2015年4月21日火曜日

望ましいFC加盟店契約を考える

 今日は、「より望ましいFC加盟店契約」について書きたいと思います。

  1. 契約期間の延長
  2. ロイヤリティ(チャージ)体系の見直し
  3. 労務管理に関する事項についての本部支援
以上の3点について述べます。

契約期間の延長


 現在、FC契約期間は最も長いチェーン(セブン-イレブン)で15年となっています。この15年を最低ラインとして、できる限り長期にわたって安心して経営ができる環境をつくることが望ましいと考えます。
 その際、「契約更新」可否の判断について、本部と加盟店オーナーの双方が実質的に対等な立場で交渉できる契約内容が望まれます。
 また、中途解約契約解除にあたっては、当事者の一方に有利・不利とならないよう、違約金等は公正に定める必要があります。

ロイヤリティ(チャージ)体系の見直し


 現在の各チェーンのロイヤリティ体系には、社会環境や経済情勢の変化に対応して見直す仕組みがありません。契約時の条件によって、固定的なロイヤリティ体系が決定されます。
 物価上昇率や平均給与額、年金額等の経済指標に連動させたロイヤリティの改定基準を定める等の対応が望まれます。
 また、深夜営業については一定の基準を設けた上で、深夜営業の実施について加盟店オーナーの選択制とする等の柔軟な対応が望まれます。

労務管理に関する事項についての本部支援


 現在は、労基法に定めがある年次有給休暇の取得や、社会保険加入等の社会的要請に加盟店が十分に応えられる状況にありません。
 また、最低賃金水準を十分に上回り、他業界と比較しても遜色がない程度に加盟店従業員の賃金・待遇を保つための措置が望まれます。
 労務に関する諸法令を加盟店が遵守するための標準的な収益モデルを試算し、それをロイヤリティに反映させる、あるいは一定の補助を加盟店に対して行う等の措置が望まれます。
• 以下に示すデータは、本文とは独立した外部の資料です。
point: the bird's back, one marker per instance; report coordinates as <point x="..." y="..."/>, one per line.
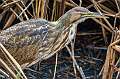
<point x="27" y="39"/>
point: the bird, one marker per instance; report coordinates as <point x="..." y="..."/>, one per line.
<point x="36" y="40"/>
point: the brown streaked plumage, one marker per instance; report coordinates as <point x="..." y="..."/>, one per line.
<point x="38" y="39"/>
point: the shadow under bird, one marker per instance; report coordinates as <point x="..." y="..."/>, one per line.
<point x="38" y="39"/>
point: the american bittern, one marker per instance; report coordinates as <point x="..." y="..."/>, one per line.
<point x="38" y="39"/>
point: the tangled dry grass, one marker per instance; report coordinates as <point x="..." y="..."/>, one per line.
<point x="97" y="42"/>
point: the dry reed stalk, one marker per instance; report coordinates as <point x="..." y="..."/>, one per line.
<point x="18" y="68"/>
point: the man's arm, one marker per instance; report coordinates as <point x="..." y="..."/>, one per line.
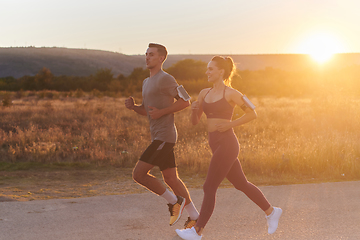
<point x="130" y="104"/>
<point x="177" y="106"/>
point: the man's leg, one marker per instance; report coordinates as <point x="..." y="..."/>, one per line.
<point x="142" y="176"/>
<point x="172" y="179"/>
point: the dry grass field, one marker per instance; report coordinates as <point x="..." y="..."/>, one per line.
<point x="292" y="141"/>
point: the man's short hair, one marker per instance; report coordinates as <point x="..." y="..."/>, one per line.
<point x="161" y="49"/>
 本部と加盟店は共存共栄の理念の下、車の両輪となって、ともにお客様の利便性と満足度向上のために歩みを進めて行かなければ、業界の末永い繁栄は築かれないと思います。お店の疲弊がやがて業界の更なる発展を妨げる原因となることを強く危惧します。

 毎日、多くのお客様と接しているのはお店の従業員さんです。従業員さんの待遇改善を実現するとともに、長期的視点で従業員さんの育成とレベルアップを図ることがお店の、そして業界の発展・繁栄のための大きな原動力になるものと考えます。